The service attachment is a single URI that is automatically assigned to a PSC-enabled Cloud SQL instance.

After sharing the needed information, the support team will provide you the Dataiku GCP project name to be added to the allowed projects list of your Cloud SQL instance.

When the support team confirms your endpoint is created on the Dataiku side, you will be able to reach your Cloud SQL instance with the DNS name you provided from your Dataiku instance.

A GCP-hosted Snowflake database#

In order to connect to a GCP-hosted Snowflake database through GCP Private Service Connect, you will need to share the following information with the Dataiku Cloud support team:

The GCP region of your Snowflake account. If the region you need is not available, our support team will let you know when the GCP region is enabled.
The Private Service Connect configuration from Snowflake. This is explained in Retrieve the Private Service Connect config from Snowflake.

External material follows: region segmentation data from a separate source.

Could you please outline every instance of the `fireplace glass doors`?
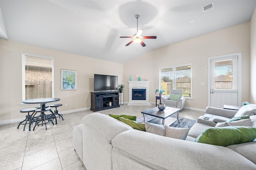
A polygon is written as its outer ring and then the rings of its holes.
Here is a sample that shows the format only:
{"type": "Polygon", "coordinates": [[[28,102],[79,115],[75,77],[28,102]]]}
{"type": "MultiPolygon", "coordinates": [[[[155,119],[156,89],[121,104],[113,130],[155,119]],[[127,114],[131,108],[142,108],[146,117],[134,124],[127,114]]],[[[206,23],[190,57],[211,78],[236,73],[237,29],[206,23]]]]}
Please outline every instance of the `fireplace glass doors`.
{"type": "Polygon", "coordinates": [[[132,89],[132,100],[146,100],[146,89],[132,89]]]}

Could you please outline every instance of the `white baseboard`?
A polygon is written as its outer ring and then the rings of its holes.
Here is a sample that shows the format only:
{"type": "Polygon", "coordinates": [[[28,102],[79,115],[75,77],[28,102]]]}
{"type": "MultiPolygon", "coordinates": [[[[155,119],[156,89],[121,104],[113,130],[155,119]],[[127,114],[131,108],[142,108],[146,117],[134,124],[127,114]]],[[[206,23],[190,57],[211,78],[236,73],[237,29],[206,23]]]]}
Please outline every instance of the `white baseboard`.
{"type": "MultiPolygon", "coordinates": [[[[127,104],[128,103],[128,102],[125,102],[124,104],[127,104]]],[[[152,105],[156,104],[156,103],[154,103],[154,102],[150,102],[150,103],[152,104],[152,105]]],[[[205,109],[199,109],[198,108],[191,107],[186,107],[186,106],[185,106],[185,107],[184,107],[184,108],[186,109],[188,109],[189,110],[195,110],[196,111],[202,111],[204,112],[206,112],[205,109]]],[[[60,111],[59,113],[60,114],[67,114],[67,113],[70,113],[76,112],[77,111],[84,111],[84,110],[90,110],[90,107],[87,107],[80,108],[79,109],[73,109],[72,110],[65,110],[64,111],[60,111]]],[[[23,121],[23,120],[24,120],[24,117],[20,117],[19,118],[12,119],[11,119],[6,120],[0,121],[0,125],[5,125],[6,124],[9,124],[9,123],[13,123],[20,122],[22,121],[23,121]]],[[[17,126],[18,126],[18,125],[17,125],[17,126]]]]}

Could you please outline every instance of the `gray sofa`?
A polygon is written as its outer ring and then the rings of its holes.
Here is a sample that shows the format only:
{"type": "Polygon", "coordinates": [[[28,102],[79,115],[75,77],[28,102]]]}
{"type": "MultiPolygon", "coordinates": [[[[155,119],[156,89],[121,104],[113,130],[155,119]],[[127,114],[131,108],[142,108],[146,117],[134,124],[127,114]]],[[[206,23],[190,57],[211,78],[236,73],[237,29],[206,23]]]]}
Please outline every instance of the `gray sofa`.
{"type": "Polygon", "coordinates": [[[73,141],[88,170],[256,170],[255,142],[223,147],[177,139],[133,129],[99,113],[82,121],[73,141]]]}

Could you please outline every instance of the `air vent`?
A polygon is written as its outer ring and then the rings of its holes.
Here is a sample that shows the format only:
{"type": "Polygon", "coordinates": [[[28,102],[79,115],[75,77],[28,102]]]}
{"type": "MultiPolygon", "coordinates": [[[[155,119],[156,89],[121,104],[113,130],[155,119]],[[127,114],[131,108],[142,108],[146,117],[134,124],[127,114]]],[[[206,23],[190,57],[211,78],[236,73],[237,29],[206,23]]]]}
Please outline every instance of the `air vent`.
{"type": "Polygon", "coordinates": [[[204,12],[205,12],[207,11],[208,11],[210,10],[212,10],[214,8],[214,7],[213,6],[213,3],[209,4],[209,5],[206,5],[205,6],[203,7],[203,10],[204,10],[204,12]]]}

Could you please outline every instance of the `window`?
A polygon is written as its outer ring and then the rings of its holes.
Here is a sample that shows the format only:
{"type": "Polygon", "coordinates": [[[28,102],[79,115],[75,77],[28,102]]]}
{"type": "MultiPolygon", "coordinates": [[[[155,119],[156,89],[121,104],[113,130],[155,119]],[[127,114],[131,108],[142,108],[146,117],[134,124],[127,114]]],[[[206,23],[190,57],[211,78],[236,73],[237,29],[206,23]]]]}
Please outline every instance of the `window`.
{"type": "Polygon", "coordinates": [[[234,87],[233,81],[233,76],[236,75],[233,75],[233,65],[236,65],[237,61],[236,59],[235,58],[231,60],[214,62],[214,89],[236,89],[236,84],[235,83],[235,87],[234,87]]]}
{"type": "Polygon", "coordinates": [[[190,64],[160,68],[160,84],[165,88],[163,94],[170,95],[172,89],[180,89],[182,96],[191,97],[192,66],[190,64]]]}
{"type": "Polygon", "coordinates": [[[22,100],[54,97],[54,58],[22,55],[22,100]]]}

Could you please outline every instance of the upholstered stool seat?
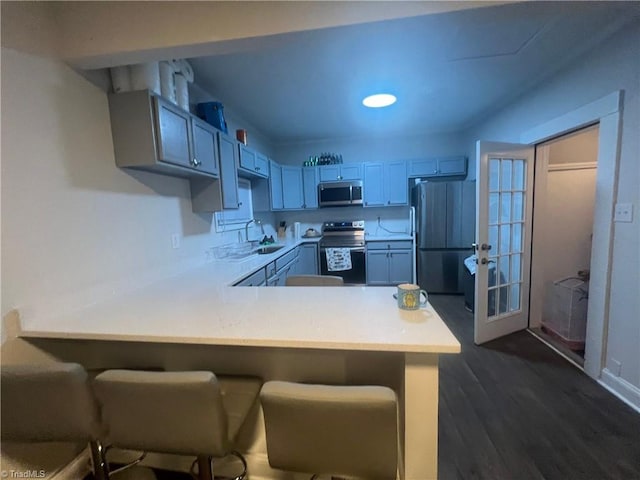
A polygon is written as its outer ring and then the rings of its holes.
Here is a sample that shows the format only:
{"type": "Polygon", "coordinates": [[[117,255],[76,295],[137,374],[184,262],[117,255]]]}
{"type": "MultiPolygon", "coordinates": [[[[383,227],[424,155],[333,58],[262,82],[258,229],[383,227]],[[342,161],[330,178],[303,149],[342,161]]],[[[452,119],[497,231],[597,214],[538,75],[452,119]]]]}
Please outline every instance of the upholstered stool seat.
{"type": "Polygon", "coordinates": [[[107,370],[95,378],[94,389],[110,444],[192,455],[200,478],[212,478],[212,457],[237,455],[246,471],[235,440],[261,384],[258,378],[205,371],[107,370]]]}
{"type": "Polygon", "coordinates": [[[76,363],[2,366],[2,468],[46,478],[105,478],[98,407],[76,363]],[[89,448],[92,444],[94,448],[89,448]]]}
{"type": "Polygon", "coordinates": [[[396,479],[398,401],[393,390],[273,381],[262,387],[260,402],[272,467],[396,479]]]}

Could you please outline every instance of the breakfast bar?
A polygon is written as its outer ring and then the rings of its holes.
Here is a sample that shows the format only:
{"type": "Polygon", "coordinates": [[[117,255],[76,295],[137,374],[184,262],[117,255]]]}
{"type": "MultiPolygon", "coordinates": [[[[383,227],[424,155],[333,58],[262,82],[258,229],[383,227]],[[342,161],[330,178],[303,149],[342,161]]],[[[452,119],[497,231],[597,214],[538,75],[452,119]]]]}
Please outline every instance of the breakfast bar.
{"type": "MultiPolygon", "coordinates": [[[[400,477],[437,478],[438,357],[460,344],[430,305],[400,310],[393,287],[231,287],[214,265],[57,318],[23,317],[18,337],[86,368],[387,385],[401,409],[400,477]]],[[[269,478],[260,436],[248,434],[247,459],[269,478]]]]}

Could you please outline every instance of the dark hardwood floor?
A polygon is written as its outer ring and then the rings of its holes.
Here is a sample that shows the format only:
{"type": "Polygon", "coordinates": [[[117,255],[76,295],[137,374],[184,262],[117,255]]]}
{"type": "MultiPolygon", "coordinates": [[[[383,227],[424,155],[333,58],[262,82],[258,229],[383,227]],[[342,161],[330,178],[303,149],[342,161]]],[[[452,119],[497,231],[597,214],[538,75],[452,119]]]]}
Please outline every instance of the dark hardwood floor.
{"type": "Polygon", "coordinates": [[[440,357],[440,480],[640,479],[640,414],[528,332],[476,346],[462,297],[429,301],[462,344],[440,357]]]}

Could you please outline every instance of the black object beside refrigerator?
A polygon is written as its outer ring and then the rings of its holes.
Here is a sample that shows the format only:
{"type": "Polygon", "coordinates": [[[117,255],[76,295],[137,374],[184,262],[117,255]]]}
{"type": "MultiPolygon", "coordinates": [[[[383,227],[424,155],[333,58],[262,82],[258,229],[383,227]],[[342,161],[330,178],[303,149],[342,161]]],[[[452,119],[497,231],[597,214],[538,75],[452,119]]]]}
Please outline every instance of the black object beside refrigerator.
{"type": "Polygon", "coordinates": [[[412,188],[411,203],[418,284],[428,293],[464,293],[464,259],[475,239],[476,183],[421,181],[412,188]]]}

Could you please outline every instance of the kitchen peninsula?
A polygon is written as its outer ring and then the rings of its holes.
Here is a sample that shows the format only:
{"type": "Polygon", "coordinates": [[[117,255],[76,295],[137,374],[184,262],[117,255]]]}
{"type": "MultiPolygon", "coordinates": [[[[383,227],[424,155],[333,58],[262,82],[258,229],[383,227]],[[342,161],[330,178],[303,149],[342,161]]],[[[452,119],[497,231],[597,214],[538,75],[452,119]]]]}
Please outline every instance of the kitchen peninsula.
{"type": "MultiPolygon", "coordinates": [[[[401,478],[437,478],[438,356],[460,351],[438,313],[399,310],[393,287],[230,286],[271,260],[260,257],[206,263],[59,318],[25,317],[18,336],[87,368],[390,386],[401,405],[401,478]]],[[[256,477],[269,478],[259,437],[248,441],[247,459],[256,477]]]]}

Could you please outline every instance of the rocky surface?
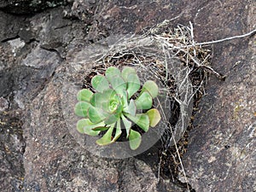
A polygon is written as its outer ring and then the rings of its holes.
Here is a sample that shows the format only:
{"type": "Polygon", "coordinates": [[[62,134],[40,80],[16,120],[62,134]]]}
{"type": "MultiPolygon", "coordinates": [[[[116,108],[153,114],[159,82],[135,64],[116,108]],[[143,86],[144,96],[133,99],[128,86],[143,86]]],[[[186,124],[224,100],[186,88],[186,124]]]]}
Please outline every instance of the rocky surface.
{"type": "MultiPolygon", "coordinates": [[[[84,150],[61,100],[73,55],[109,35],[143,33],[164,20],[170,27],[192,21],[199,42],[255,28],[253,1],[184,2],[74,1],[29,16],[10,15],[0,2],[1,191],[185,190],[171,176],[159,183],[147,158],[108,160],[84,150]]],[[[210,78],[183,157],[195,191],[256,190],[254,55],[255,37],[213,45],[212,66],[227,78],[210,78]]]]}

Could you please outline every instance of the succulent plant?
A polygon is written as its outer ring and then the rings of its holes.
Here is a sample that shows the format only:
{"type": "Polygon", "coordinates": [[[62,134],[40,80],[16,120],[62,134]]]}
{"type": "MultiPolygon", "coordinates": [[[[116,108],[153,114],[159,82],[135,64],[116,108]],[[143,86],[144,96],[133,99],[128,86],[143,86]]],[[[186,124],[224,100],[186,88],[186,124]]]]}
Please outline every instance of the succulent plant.
{"type": "Polygon", "coordinates": [[[154,127],[160,120],[159,111],[152,108],[153,99],[159,92],[157,84],[148,80],[141,89],[134,68],[125,67],[120,72],[117,67],[110,67],[105,75],[92,78],[91,86],[95,93],[83,89],[77,95],[79,102],[74,112],[84,118],[77,123],[78,131],[90,136],[97,136],[105,131],[96,143],[107,145],[114,143],[125,130],[131,148],[137,149],[142,136],[132,129],[132,122],[148,131],[149,126],[154,127]],[[137,113],[138,110],[146,113],[137,113]]]}

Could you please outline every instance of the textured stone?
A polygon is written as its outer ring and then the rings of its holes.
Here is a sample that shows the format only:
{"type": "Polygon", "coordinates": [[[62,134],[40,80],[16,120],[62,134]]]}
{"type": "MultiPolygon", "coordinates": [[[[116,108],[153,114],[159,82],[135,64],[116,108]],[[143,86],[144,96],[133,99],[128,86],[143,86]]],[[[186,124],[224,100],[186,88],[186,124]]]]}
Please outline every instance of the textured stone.
{"type": "MultiPolygon", "coordinates": [[[[27,17],[7,13],[39,9],[11,9],[14,3],[0,2],[5,11],[0,14],[5,29],[0,32],[0,96],[10,107],[8,114],[0,113],[1,191],[184,190],[171,176],[159,183],[147,158],[99,158],[77,143],[60,99],[66,66],[90,43],[147,32],[164,20],[172,20],[171,28],[192,21],[200,42],[245,33],[255,28],[255,3],[84,0],[27,17]],[[14,40],[26,43],[15,55],[14,40]]],[[[212,67],[228,76],[224,82],[211,76],[183,157],[195,191],[255,190],[254,53],[253,37],[213,45],[212,67]]]]}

After sharing the needed information, you will need to ask Snowflake support to allow GCP Private Service Connect from Dataiku’s GCP project. This is explained in Ask Snowflake support to allow GCP Private Service Connect from Dataiku’s GCP project.

Finally, the Dataiku Cloud support team will let you know when the Private Service Connect connection is enabled and share the endpoint to use in your Snowflake connection. This is explained in Use the GCP Snowflake endpoint in your Snowflake connections.

Retrieve the Private Service Connect config from Snowflake#

Having completed the above set of instructions, in Snowflake, create a new SQL worksheet.
Run the following SQL commands with the ACCOUNTADMIN role:
```
select SYSTEM$GET_PRIVATELINK_CONFIG();
```
Click on the output to open a new panel on the right.
Click on the Click to Copy icon to copy the JSON result.

Ask Snowflake support to allow GCP Private Service Connect from Dataiku’s GCP project#

In the Snowflake console, go to the Support section in the left panel.
Create a new support case by clicking on Support Case in the top right corner.
Fill the title with something meaningful, for example Enable GCP Private Service Connect.
In the details section of your Snowflake support case, request to allow-list Dataiku’s GCP account providing the project ID that is shared by the Dataiku Cloud support team.
In the Where did the issue occur? section, select GCP Private Service Connect under the Managing Security & Authentication category, leave the severity to Sev-4, and click on Create Case.
Wait for Snowflake support to allow-list Dataiku’s GCP account before continuing to the next set of instructions.

Use the GCP Snowflake endpoint in your Snowflake connections#

You can use the Private Service Connect endpoint shared by the Dataiku Cloud support team both in new and existing Snowflake connections. To do that:

In the Dataiku Cloud Launchpad, navigate to a new or existing Snowflake connection.
For the host value, fill the value of the Private Service Connect endpoint.